For many clients the options now available to them will be greater than when they transferred originally.  For example, specific decumulation investment strategies are now more prevalent and the ability to cover essential spending requirements with a guaranteed income for life is now available via the Novia SIPP.  These can be factored in and considered as options upon a review, changing the shape of the client outcome and original advice.  Some clients may discount this option, but even if they say “no” and it’s documented, then the client is likely to be much more comfortable with the original advice and ongoing service. 

The Contingent Charging Ban: Is Your Advice Suitable?

We have previously published articles on the regulator's proposals to ban contingent charging:

The Contingent Charging Ban – are you an advocate or an antagonist?

Contingent Charging - Would a ban be the thin end of the wedge?

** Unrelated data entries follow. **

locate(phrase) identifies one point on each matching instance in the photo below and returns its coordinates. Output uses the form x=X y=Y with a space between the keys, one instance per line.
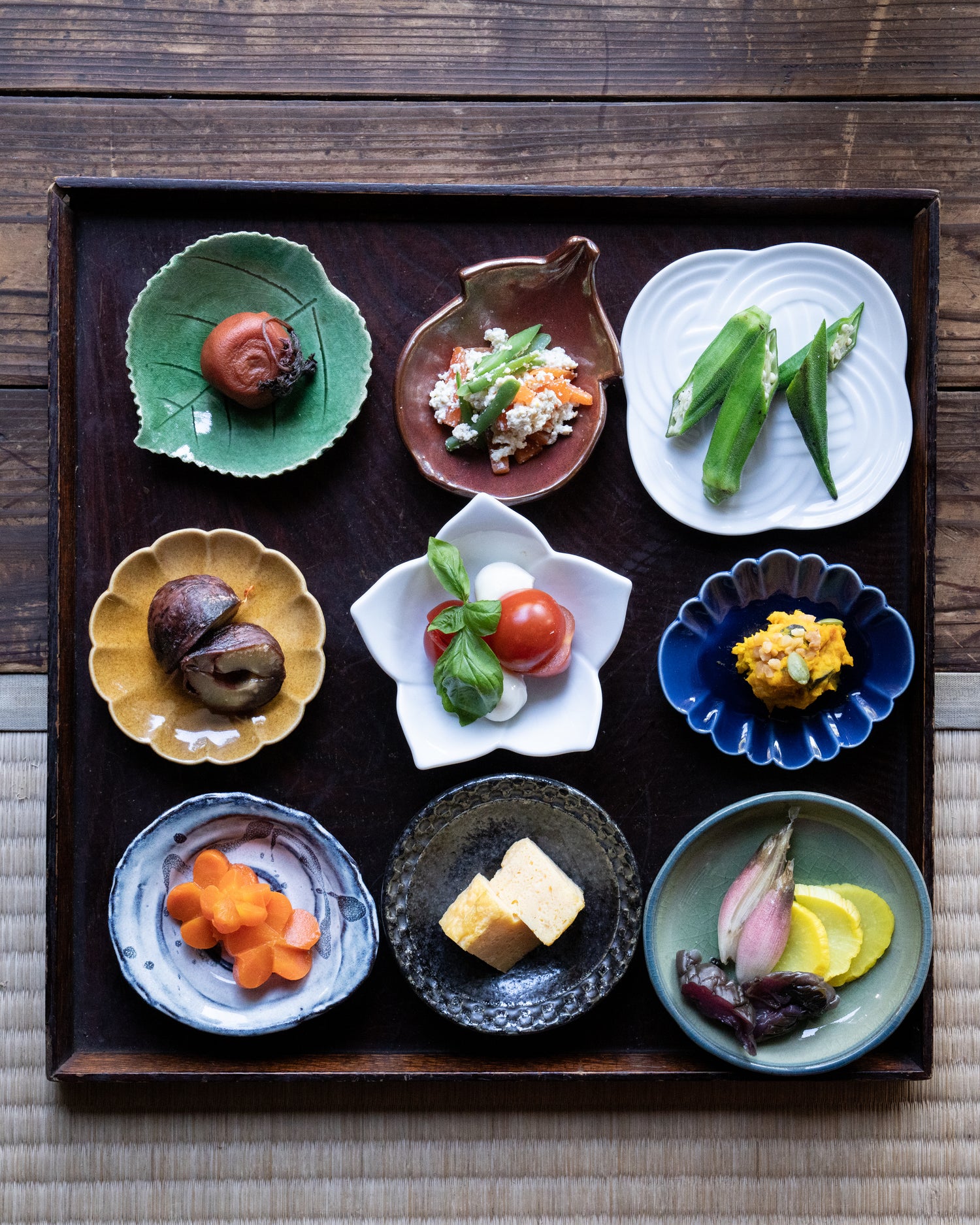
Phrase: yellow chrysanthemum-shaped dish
x=152 y=707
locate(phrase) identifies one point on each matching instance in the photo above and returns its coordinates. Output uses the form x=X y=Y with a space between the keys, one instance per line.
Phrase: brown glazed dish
x=558 y=292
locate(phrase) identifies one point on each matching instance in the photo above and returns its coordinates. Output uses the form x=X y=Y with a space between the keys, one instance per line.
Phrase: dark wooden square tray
x=348 y=517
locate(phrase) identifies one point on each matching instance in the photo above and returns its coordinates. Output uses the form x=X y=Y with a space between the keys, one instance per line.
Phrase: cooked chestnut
x=235 y=669
x=254 y=359
x=183 y=612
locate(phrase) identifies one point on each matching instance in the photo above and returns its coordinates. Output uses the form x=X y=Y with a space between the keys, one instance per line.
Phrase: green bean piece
x=708 y=382
x=740 y=418
x=808 y=402
x=842 y=336
x=519 y=365
x=502 y=357
x=502 y=399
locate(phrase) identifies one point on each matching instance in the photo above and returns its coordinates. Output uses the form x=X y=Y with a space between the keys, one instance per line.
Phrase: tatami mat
x=700 y=1156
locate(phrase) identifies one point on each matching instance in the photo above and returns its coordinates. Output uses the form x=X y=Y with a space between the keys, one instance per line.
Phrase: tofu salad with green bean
x=739 y=374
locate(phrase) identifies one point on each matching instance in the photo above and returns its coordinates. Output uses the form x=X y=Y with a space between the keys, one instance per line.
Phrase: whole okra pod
x=808 y=402
x=711 y=379
x=740 y=419
x=842 y=336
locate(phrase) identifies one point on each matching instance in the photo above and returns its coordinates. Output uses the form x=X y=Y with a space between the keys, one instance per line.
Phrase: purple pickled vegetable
x=715 y=996
x=783 y=1001
x=766 y=930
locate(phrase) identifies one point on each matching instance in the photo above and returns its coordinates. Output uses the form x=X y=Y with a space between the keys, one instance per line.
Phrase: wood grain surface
x=493 y=48
x=757 y=1152
x=397 y=254
x=687 y=145
x=24 y=625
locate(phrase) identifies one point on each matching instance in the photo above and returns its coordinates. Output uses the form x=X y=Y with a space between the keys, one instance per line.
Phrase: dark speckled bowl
x=467 y=831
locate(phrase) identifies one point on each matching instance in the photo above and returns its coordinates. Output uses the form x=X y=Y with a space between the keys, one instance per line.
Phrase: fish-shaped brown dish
x=558 y=292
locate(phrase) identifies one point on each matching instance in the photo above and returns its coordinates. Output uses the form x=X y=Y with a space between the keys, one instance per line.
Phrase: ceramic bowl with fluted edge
x=466 y=831
x=680 y=312
x=154 y=707
x=563 y=713
x=288 y=849
x=833 y=843
x=557 y=291
x=182 y=416
x=700 y=679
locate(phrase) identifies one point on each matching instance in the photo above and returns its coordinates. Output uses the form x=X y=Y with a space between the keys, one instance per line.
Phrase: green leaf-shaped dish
x=183 y=416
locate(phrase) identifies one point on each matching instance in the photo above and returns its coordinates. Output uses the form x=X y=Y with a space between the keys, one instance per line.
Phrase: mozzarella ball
x=499 y=578
x=512 y=700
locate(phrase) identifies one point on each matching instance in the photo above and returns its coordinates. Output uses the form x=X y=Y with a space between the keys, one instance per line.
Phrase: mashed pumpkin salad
x=514 y=399
x=794 y=661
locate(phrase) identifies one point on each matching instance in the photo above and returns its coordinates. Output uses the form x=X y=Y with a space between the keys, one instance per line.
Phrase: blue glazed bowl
x=833 y=843
x=700 y=679
x=288 y=849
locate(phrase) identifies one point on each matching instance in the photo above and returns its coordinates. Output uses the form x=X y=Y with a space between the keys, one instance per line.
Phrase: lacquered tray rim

…and now the regulator has finally delivered its awaited policy statement to the industry. This is a topic which has created significant debate. PS20/6 sets out the new rules that will ban contingent charging on Defined Benefit (DB) transfers, to bring about suitable pension advice for clients and to reduce conflicts of interest from an Adviser only being paid if the transfer goes ahead. From 1 October 2020 a recommendation to stay in a DB scheme must be charged at the same rate as a recommendation to transfer.  However, those who have agreed contingent charges and commenced advice work beforehand may charge contingently, providing a personal recommendation is given before 1 January 2021.

There are exceptions to non-contingent arrangements for vulnerable clients. The FCA has provided carve-outs for individuals in specific circumstances (reduced life expectancy to under 75 and serious financial hardship) with the aims of ensuring customers who are likely to benefit from a transfer are able to afford the advice necessary to make this happen.

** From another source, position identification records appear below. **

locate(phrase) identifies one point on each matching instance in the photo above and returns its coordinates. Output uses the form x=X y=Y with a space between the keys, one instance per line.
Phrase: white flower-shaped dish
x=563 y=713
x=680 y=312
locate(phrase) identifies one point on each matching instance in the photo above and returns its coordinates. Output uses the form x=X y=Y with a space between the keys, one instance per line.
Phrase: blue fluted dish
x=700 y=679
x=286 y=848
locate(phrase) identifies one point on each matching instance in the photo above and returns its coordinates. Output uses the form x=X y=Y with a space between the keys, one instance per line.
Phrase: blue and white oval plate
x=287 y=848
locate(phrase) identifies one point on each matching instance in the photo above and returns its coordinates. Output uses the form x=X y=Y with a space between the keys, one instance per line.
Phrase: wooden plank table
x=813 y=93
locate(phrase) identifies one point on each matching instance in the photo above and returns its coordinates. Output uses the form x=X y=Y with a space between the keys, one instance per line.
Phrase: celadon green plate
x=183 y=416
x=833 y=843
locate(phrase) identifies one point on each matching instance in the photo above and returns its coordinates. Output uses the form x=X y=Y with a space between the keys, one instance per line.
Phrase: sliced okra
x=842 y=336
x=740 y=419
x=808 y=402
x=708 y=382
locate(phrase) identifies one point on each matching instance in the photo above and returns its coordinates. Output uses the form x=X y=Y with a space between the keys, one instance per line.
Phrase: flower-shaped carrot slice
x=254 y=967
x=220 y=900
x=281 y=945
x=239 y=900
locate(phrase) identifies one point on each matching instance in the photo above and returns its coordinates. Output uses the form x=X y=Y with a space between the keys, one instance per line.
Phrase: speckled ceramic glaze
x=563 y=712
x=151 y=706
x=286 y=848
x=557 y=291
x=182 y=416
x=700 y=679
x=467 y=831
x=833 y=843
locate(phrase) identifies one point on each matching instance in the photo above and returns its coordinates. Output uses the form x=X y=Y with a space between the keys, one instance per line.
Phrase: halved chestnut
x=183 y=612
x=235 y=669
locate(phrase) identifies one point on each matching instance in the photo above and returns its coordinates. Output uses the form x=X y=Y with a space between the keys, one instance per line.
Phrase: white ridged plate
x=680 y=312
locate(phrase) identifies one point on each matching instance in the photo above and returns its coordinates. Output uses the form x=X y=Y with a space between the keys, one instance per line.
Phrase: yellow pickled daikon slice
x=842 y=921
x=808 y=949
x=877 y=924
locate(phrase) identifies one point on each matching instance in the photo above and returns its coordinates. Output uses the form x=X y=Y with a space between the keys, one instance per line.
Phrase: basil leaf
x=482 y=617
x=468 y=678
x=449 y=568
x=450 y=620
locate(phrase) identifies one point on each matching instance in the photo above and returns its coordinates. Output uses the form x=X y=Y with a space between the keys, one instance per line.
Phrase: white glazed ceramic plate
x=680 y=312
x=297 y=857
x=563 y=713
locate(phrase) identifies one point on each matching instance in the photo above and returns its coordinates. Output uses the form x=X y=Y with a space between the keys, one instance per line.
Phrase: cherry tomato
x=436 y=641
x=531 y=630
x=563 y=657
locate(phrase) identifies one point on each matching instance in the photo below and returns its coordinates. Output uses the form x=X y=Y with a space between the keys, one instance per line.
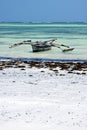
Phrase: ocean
x=73 y=35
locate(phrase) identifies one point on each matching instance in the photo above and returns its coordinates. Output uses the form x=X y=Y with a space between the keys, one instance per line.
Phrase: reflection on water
x=74 y=35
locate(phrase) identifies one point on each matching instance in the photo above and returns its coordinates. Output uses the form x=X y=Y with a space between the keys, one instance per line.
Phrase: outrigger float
x=43 y=45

Furthermore, the FCA have said that most consumers would not be materially harmed by remaining in their existing DB scheme and the carve-outs mean that only a small number are likely to benefit from a transfer but cannot afford advice.

Firms will also be expected to keep up to date records on those clients who meet the carve-out and should be prepared to evidence why these clients qualified for contingent charging.

Ongoing charges

The regulator recognises that even with a ban on contingent charges, high ongoing charges will still represent an incentive to recommend a transfer. They want to stop advisers from recommending expensive and complicated solutions that their clients do not really need. Their solution to this is to require advisers to now consider an available workplace pension as a receiving scheme for a transfer and, if they recommend an alternative solution, demonstrate why that alternative is more suitable by comparing the recommended receiving arrangement to the Workplace Pension Scheme (WPS) that is available to the client. Originally, they had consulted on challenging advisers to demonstrate that their proposed solution was at least as suitable as the WPS. But in the final rules they have upped the ante – advisers will need to show that the SIPP is more suitable than the WPS. This will likely include the adviser demonstrating that the client needs ongoing financial advice, which the WPS is unlikely to cater for.

Abridged Advice?

Only two outcomes can be advised under this process: remain in the scheme or that it’s unclear if a transfer is suitable or not.

This is a new level of advice, introduced to help clients access initial advice at a more affordable cost. It can recommend staying in the DB scheme but cannot result in a personal recommendation to transfer. It takes into consideration the personal circumstances of the customer, and so it sits on the advice side of the perimeter – but it can only look at the customer and the features of the existing scheme. If the adviser wants to incorporate the receiving arrangement into the recommendation, this will be full advice.